How does one set worker_rlimit_nofile to a higher number and what's the maxium it can be or is recommended to be?
I'm trying to follow the following advice:
The second biggest limitation that most people run into is also
related to your OS. Open up a shell, su to the user nginx runs as and
then run the command ulimit -a. Those values are all limitations
nginx cannot exceed. In many default systems the open files value is
rather limited, on a system I just checked it was set to 1024. If
nginx runs into a situation where it hits this limit it will log the
error (24: Too many open files) and return an error to the client.
Naturally nginx can handle a lot more than 1024 files and chances are
your OS can as well. You can safely increase this value.
To do this you can either set the limit with ulimit or you can use
worker_rlimit_nofile to define your desired open file descriptor
limit.
From: https://blog.martinfjordvald.com/2011/04/optimizing-nginx-for-high-traffic-loads/
worker_rlimit_nofile = worker_connections * 2 file descriptors
Each worker connection open 2 file descriptors (1 for upstream, 1 for downstream)
While setting worker_rlimit_nofile parameter, you should consider both worker_connections and worker_processes. You may want to check your OS's file descriptor first using: ulimit -Hn and ulimit -Sn which will give you the per user hard and soft file limits respectively. You can change the OS limit using systemctl as:
sudo sysctl -w fs.file-max=$VAL
where $VAL is the number you would like to set. Then, you can verify using:
cat /proc/sys/fs/file-max
If you are automating the configuration, it is easy to set worker_rlimit_nofile as:
worker_rlimit_nofile = worker_connections*2
The worker_processes is set to 1 by default, however, you can set it to a number less than or equal to the number of cores you have on your server:
grep -c ^processor /proc/cpuinfo
EDIT:
The latest versions of nginx set worker_processes: auto by default, which sets to the number of processors available in the machine. Hence, it's important to know why you would really to change it.
Normally, setting it to highest value or to all available processors doesn't always improve the performance beyond certain limit: it's likely you get the same performance by setting it to 24 vs 32 processors. Some kernel/TCP-stack parameters could also help mitigate bottle-necks.
And in micro-services deployment (kubernetes), it's very important to consider pod resource request/limits while setting these configurations.

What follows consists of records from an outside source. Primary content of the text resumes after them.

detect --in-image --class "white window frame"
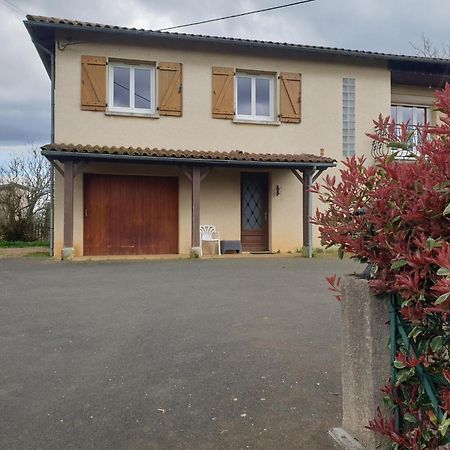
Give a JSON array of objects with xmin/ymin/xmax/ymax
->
[
  {"xmin": 391, "ymin": 103, "xmax": 430, "ymax": 126},
  {"xmin": 108, "ymin": 62, "xmax": 156, "ymax": 114},
  {"xmin": 234, "ymin": 72, "xmax": 275, "ymax": 122}
]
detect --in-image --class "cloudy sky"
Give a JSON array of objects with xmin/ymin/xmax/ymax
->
[{"xmin": 0, "ymin": 0, "xmax": 450, "ymax": 161}]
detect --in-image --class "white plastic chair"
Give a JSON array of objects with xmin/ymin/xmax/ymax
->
[{"xmin": 200, "ymin": 225, "xmax": 221, "ymax": 255}]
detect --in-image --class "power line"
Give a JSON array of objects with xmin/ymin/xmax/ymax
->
[
  {"xmin": 155, "ymin": 0, "xmax": 316, "ymax": 31},
  {"xmin": 1, "ymin": 0, "xmax": 27, "ymax": 16}
]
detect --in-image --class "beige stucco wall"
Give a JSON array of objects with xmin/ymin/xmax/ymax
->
[
  {"xmin": 55, "ymin": 37, "xmax": 390, "ymax": 159},
  {"xmin": 55, "ymin": 33, "xmax": 426, "ymax": 255}
]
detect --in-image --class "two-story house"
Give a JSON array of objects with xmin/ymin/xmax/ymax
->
[{"xmin": 25, "ymin": 16, "xmax": 450, "ymax": 258}]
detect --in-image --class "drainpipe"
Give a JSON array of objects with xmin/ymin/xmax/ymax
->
[
  {"xmin": 33, "ymin": 41, "xmax": 55, "ymax": 256},
  {"xmin": 304, "ymin": 168, "xmax": 315, "ymax": 258}
]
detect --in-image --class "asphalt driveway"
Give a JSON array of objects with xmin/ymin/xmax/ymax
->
[{"xmin": 0, "ymin": 258, "xmax": 359, "ymax": 450}]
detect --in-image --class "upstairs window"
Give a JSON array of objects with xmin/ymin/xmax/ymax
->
[
  {"xmin": 109, "ymin": 63, "xmax": 155, "ymax": 114},
  {"xmin": 391, "ymin": 105, "xmax": 427, "ymax": 128},
  {"xmin": 236, "ymin": 73, "xmax": 275, "ymax": 122}
]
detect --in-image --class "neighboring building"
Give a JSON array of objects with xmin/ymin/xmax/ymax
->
[
  {"xmin": 0, "ymin": 182, "xmax": 29, "ymax": 239},
  {"xmin": 25, "ymin": 16, "xmax": 449, "ymax": 257}
]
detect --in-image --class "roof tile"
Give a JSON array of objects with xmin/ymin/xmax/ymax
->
[{"xmin": 42, "ymin": 144, "xmax": 336, "ymax": 165}]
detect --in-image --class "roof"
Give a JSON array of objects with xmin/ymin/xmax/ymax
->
[
  {"xmin": 42, "ymin": 144, "xmax": 336, "ymax": 168},
  {"xmin": 0, "ymin": 181, "xmax": 29, "ymax": 191},
  {"xmin": 24, "ymin": 15, "xmax": 450, "ymax": 65}
]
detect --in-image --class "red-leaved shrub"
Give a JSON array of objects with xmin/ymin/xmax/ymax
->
[{"xmin": 312, "ymin": 85, "xmax": 450, "ymax": 449}]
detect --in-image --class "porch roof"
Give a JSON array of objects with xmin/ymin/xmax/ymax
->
[{"xmin": 41, "ymin": 144, "xmax": 336, "ymax": 169}]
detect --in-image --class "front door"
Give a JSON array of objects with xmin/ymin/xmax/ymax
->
[{"xmin": 241, "ymin": 173, "xmax": 269, "ymax": 252}]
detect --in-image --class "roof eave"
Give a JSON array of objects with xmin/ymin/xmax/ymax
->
[
  {"xmin": 23, "ymin": 20, "xmax": 54, "ymax": 78},
  {"xmin": 24, "ymin": 20, "xmax": 450, "ymax": 66},
  {"xmin": 41, "ymin": 150, "xmax": 336, "ymax": 169}
]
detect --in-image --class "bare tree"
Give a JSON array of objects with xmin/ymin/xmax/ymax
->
[
  {"xmin": 409, "ymin": 33, "xmax": 450, "ymax": 58},
  {"xmin": 0, "ymin": 148, "xmax": 50, "ymax": 241}
]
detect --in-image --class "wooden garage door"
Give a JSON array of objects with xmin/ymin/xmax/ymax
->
[{"xmin": 84, "ymin": 174, "xmax": 178, "ymax": 255}]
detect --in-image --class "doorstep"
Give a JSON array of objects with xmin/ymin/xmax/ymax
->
[{"xmin": 71, "ymin": 252, "xmax": 303, "ymax": 262}]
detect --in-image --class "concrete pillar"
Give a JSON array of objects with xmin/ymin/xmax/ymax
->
[{"xmin": 330, "ymin": 276, "xmax": 391, "ymax": 450}]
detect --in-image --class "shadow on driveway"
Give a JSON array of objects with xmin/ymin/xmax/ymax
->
[{"xmin": 0, "ymin": 258, "xmax": 359, "ymax": 450}]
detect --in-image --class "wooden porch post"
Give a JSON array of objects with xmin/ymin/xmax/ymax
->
[
  {"xmin": 191, "ymin": 166, "xmax": 201, "ymax": 256},
  {"xmin": 303, "ymin": 170, "xmax": 312, "ymax": 258},
  {"xmin": 62, "ymin": 160, "xmax": 74, "ymax": 259}
]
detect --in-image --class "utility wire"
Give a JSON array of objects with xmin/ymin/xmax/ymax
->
[
  {"xmin": 1, "ymin": 0, "xmax": 27, "ymax": 16},
  {"xmin": 155, "ymin": 0, "xmax": 316, "ymax": 31}
]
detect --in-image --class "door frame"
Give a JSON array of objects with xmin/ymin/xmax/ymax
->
[{"xmin": 239, "ymin": 172, "xmax": 271, "ymax": 251}]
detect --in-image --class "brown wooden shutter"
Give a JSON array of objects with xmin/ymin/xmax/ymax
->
[
  {"xmin": 81, "ymin": 56, "xmax": 106, "ymax": 111},
  {"xmin": 212, "ymin": 67, "xmax": 234, "ymax": 119},
  {"xmin": 158, "ymin": 62, "xmax": 182, "ymax": 116},
  {"xmin": 279, "ymin": 72, "xmax": 302, "ymax": 123}
]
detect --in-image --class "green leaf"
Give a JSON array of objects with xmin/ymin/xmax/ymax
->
[
  {"xmin": 394, "ymin": 359, "xmax": 406, "ymax": 369},
  {"xmin": 397, "ymin": 367, "xmax": 415, "ymax": 384},
  {"xmin": 430, "ymin": 336, "xmax": 444, "ymax": 352},
  {"xmin": 408, "ymin": 327, "xmax": 423, "ymax": 341},
  {"xmin": 391, "ymin": 259, "xmax": 408, "ymax": 270},
  {"xmin": 403, "ymin": 413, "xmax": 417, "ymax": 423},
  {"xmin": 438, "ymin": 419, "xmax": 450, "ymax": 436},
  {"xmin": 437, "ymin": 267, "xmax": 450, "ymax": 277},
  {"xmin": 434, "ymin": 292, "xmax": 450, "ymax": 305},
  {"xmin": 427, "ymin": 237, "xmax": 442, "ymax": 248}
]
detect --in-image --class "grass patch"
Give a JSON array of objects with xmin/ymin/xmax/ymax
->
[
  {"xmin": 23, "ymin": 252, "xmax": 50, "ymax": 258},
  {"xmin": 0, "ymin": 239, "xmax": 50, "ymax": 248}
]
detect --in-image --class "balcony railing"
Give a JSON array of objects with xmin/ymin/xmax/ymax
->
[{"xmin": 372, "ymin": 125, "xmax": 422, "ymax": 160}]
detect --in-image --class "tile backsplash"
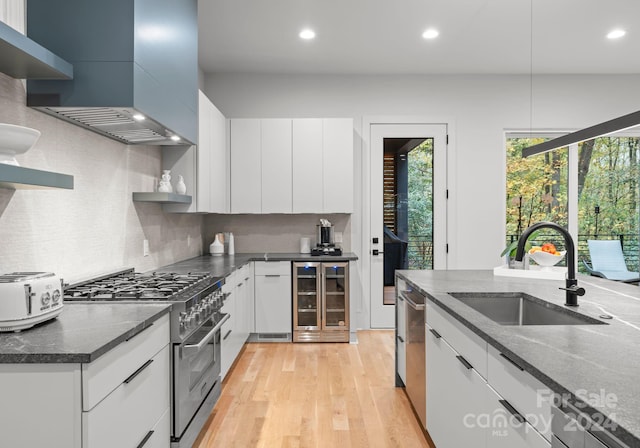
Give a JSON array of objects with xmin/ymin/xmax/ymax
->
[
  {"xmin": 0, "ymin": 73, "xmax": 203, "ymax": 281},
  {"xmin": 203, "ymin": 214, "xmax": 351, "ymax": 253}
]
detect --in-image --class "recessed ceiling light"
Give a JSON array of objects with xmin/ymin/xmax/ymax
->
[
  {"xmin": 607, "ymin": 28, "xmax": 627, "ymax": 39},
  {"xmin": 422, "ymin": 28, "xmax": 440, "ymax": 39},
  {"xmin": 298, "ymin": 28, "xmax": 316, "ymax": 40}
]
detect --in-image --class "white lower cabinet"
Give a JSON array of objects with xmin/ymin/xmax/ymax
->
[
  {"xmin": 255, "ymin": 261, "xmax": 292, "ymax": 333},
  {"xmin": 220, "ymin": 263, "xmax": 253, "ymax": 379},
  {"xmin": 426, "ymin": 301, "xmax": 551, "ymax": 448},
  {"xmin": 82, "ymin": 346, "xmax": 170, "ymax": 448},
  {"xmin": 0, "ymin": 314, "xmax": 171, "ymax": 448},
  {"xmin": 485, "ymin": 384, "xmax": 551, "ymax": 448},
  {"xmin": 425, "ymin": 325, "xmax": 487, "ymax": 448}
]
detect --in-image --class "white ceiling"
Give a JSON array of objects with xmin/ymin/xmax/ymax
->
[{"xmin": 198, "ymin": 0, "xmax": 640, "ymax": 74}]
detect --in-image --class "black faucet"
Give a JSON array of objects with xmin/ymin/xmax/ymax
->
[{"xmin": 516, "ymin": 222, "xmax": 585, "ymax": 306}]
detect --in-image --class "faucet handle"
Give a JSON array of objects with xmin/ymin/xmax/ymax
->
[{"xmin": 558, "ymin": 285, "xmax": 586, "ymax": 296}]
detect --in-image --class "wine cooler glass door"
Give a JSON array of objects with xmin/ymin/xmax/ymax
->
[
  {"xmin": 322, "ymin": 263, "xmax": 349, "ymax": 331},
  {"xmin": 293, "ymin": 263, "xmax": 321, "ymax": 330}
]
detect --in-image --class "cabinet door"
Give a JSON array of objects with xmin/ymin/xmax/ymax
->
[
  {"xmin": 292, "ymin": 118, "xmax": 324, "ymax": 213},
  {"xmin": 209, "ymin": 99, "xmax": 229, "ymax": 213},
  {"xmin": 322, "ymin": 118, "xmax": 354, "ymax": 213},
  {"xmin": 478, "ymin": 384, "xmax": 551, "ymax": 448},
  {"xmin": 255, "ymin": 274, "xmax": 291, "ymax": 333},
  {"xmin": 230, "ymin": 119, "xmax": 262, "ymax": 213},
  {"xmin": 261, "ymin": 119, "xmax": 293, "ymax": 213},
  {"xmin": 425, "ymin": 325, "xmax": 484, "ymax": 448},
  {"xmin": 196, "ymin": 91, "xmax": 214, "ymax": 212}
]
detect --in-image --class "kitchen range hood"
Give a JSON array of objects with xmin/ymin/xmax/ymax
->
[{"xmin": 26, "ymin": 0, "xmax": 198, "ymax": 145}]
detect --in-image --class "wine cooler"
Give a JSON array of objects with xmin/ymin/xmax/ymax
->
[{"xmin": 293, "ymin": 262, "xmax": 349, "ymax": 342}]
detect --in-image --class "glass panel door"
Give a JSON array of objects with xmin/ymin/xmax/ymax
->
[
  {"xmin": 293, "ymin": 263, "xmax": 320, "ymax": 330},
  {"xmin": 322, "ymin": 263, "xmax": 349, "ymax": 330}
]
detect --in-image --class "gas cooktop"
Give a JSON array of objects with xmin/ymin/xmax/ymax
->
[{"xmin": 64, "ymin": 270, "xmax": 215, "ymax": 301}]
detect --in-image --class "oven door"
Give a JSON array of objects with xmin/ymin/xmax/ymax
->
[{"xmin": 173, "ymin": 314, "xmax": 229, "ymax": 438}]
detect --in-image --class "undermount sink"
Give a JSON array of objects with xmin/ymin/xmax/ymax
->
[{"xmin": 449, "ymin": 292, "xmax": 606, "ymax": 325}]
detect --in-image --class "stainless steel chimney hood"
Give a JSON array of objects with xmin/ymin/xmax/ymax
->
[{"xmin": 26, "ymin": 0, "xmax": 198, "ymax": 145}]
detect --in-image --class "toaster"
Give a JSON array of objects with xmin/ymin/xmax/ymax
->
[{"xmin": 0, "ymin": 272, "xmax": 63, "ymax": 331}]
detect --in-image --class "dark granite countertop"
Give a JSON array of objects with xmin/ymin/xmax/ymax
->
[
  {"xmin": 153, "ymin": 252, "xmax": 358, "ymax": 277},
  {"xmin": 0, "ymin": 302, "xmax": 171, "ymax": 364},
  {"xmin": 397, "ymin": 271, "xmax": 640, "ymax": 447}
]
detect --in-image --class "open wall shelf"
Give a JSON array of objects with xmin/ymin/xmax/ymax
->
[
  {"xmin": 133, "ymin": 192, "xmax": 192, "ymax": 204},
  {"xmin": 0, "ymin": 22, "xmax": 73, "ymax": 79},
  {"xmin": 0, "ymin": 163, "xmax": 73, "ymax": 190}
]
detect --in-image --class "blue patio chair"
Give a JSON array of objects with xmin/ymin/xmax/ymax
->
[{"xmin": 582, "ymin": 240, "xmax": 640, "ymax": 283}]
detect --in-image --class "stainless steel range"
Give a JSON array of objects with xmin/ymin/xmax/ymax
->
[{"xmin": 64, "ymin": 269, "xmax": 229, "ymax": 448}]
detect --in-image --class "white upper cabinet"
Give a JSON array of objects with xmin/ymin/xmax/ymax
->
[
  {"xmin": 261, "ymin": 119, "xmax": 292, "ymax": 213},
  {"xmin": 230, "ymin": 119, "xmax": 262, "ymax": 213},
  {"xmin": 293, "ymin": 118, "xmax": 324, "ymax": 213},
  {"xmin": 230, "ymin": 118, "xmax": 353, "ymax": 213},
  {"xmin": 162, "ymin": 91, "xmax": 229, "ymax": 213},
  {"xmin": 322, "ymin": 118, "xmax": 353, "ymax": 213},
  {"xmin": 208, "ymin": 97, "xmax": 230, "ymax": 213},
  {"xmin": 195, "ymin": 91, "xmax": 212, "ymax": 212}
]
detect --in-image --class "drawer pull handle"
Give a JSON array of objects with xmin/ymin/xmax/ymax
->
[
  {"xmin": 456, "ymin": 355, "xmax": 473, "ymax": 370},
  {"xmin": 136, "ymin": 430, "xmax": 154, "ymax": 448},
  {"xmin": 500, "ymin": 353, "xmax": 524, "ymax": 372},
  {"xmin": 125, "ymin": 322, "xmax": 153, "ymax": 342},
  {"xmin": 123, "ymin": 359, "xmax": 153, "ymax": 384},
  {"xmin": 498, "ymin": 400, "xmax": 527, "ymax": 423}
]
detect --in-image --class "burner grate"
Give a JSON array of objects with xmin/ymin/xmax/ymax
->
[{"xmin": 64, "ymin": 272, "xmax": 212, "ymax": 301}]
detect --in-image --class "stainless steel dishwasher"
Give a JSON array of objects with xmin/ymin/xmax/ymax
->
[{"xmin": 400, "ymin": 285, "xmax": 427, "ymax": 428}]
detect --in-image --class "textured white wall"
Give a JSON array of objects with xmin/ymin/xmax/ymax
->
[{"xmin": 0, "ymin": 74, "xmax": 203, "ymax": 281}]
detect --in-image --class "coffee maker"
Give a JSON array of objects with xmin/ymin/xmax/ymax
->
[{"xmin": 311, "ymin": 219, "xmax": 342, "ymax": 255}]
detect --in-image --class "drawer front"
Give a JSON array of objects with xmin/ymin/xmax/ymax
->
[
  {"xmin": 255, "ymin": 261, "xmax": 291, "ymax": 276},
  {"xmin": 426, "ymin": 300, "xmax": 487, "ymax": 378},
  {"xmin": 220, "ymin": 317, "xmax": 237, "ymax": 379},
  {"xmin": 82, "ymin": 345, "xmax": 170, "ymax": 448},
  {"xmin": 488, "ymin": 346, "xmax": 553, "ymax": 440},
  {"xmin": 82, "ymin": 314, "xmax": 169, "ymax": 411},
  {"xmin": 486, "ymin": 385, "xmax": 551, "ymax": 448}
]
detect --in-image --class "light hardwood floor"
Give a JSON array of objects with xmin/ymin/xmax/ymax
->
[{"xmin": 194, "ymin": 330, "xmax": 429, "ymax": 448}]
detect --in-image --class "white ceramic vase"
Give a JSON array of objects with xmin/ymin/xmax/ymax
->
[
  {"xmin": 209, "ymin": 233, "xmax": 224, "ymax": 256},
  {"xmin": 176, "ymin": 174, "xmax": 187, "ymax": 194},
  {"xmin": 0, "ymin": 123, "xmax": 40, "ymax": 166}
]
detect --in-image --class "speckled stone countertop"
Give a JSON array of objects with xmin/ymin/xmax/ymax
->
[
  {"xmin": 0, "ymin": 302, "xmax": 171, "ymax": 364},
  {"xmin": 153, "ymin": 252, "xmax": 358, "ymax": 277},
  {"xmin": 396, "ymin": 271, "xmax": 640, "ymax": 447}
]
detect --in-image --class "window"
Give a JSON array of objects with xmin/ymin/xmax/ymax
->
[{"xmin": 506, "ymin": 135, "xmax": 640, "ymax": 272}]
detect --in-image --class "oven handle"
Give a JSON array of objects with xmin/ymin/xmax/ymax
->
[{"xmin": 182, "ymin": 314, "xmax": 231, "ymax": 358}]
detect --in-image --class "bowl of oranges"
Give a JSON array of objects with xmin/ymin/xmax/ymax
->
[{"xmin": 529, "ymin": 243, "xmax": 567, "ymax": 268}]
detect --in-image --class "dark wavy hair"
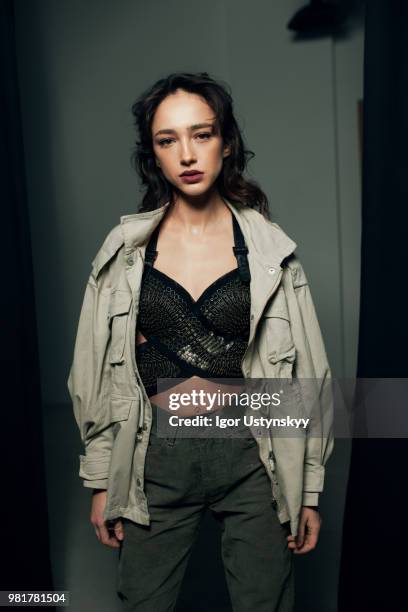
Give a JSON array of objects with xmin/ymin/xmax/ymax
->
[{"xmin": 131, "ymin": 72, "xmax": 269, "ymax": 219}]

To check how many workers process nginx has spawned you could run ps -lfC nginx. e.g. on my machine I got the following, since my machine has 12 processors, nginx spawned 12 worker processes.
$ ps -lfC nginx
F S UID PID PPID C PRI NI ADDR SZ WCHAN STIME TTY TIME CMD
5 S root 70488 1 0 80 0 - 14332 - Jan15 ? 00:00:00 nginx: master process /usr/sbin/nginx -g daemon on; master_process on;
5 S www-data 70489 70488 0 80 0 - 14526 - Jan15 ? 00:08:24 nginx: worker process
5 S www-data 70490 70488 0 80 0 - 14525 - Jan15 ? 00:08:41 nginx: worker process
5 S www-data 70491 70488 0 80 0 - 14450 - Jan15 ? 00:08:49 nginx: worker process
5 S www-data 70492 70488 0 80 0 - 14433 - Jan15 ? 00:08:37 nginx: worker process
5 S www-data 70493 70488 0 80 0 - 14447 - Jan15 ? 00:08:44 nginx: worker process
5 S www-data 70494 70488 0 80 0 - 14433 - Jan15 ? 00:08:46 nginx: worker process
5 S www-data 70495 70488 0 80 0 - 14433 - Jan15 ? 00:08:34 nginx: worker process
5 S www-data 70496 70488 0 80 0 - 14433 - Jan15 ? 00:08:31 nginx: worker process
5 S www-data 70498 70488 0 80 0 - 14433 - Jan15 ? 00:08:46 nginx: worker process
5 S www-data 70499 70488 0 80 0 - 14449 - Jan15 ? 00:08:50 nginx: worker process
5 S www-data 70500 70488 0 80 0 - 14433 - Jan15 ? 00:08:39 nginx: worker process
5 S www-data 70501 70488 0 80 0 - 14433 - Jan15 ? 00:08:41 nginx: worker process
To print the exact count, you could you UID (e.g. for my setup it's UUID is www-data. which is configured in nginx.conf as user www-data;)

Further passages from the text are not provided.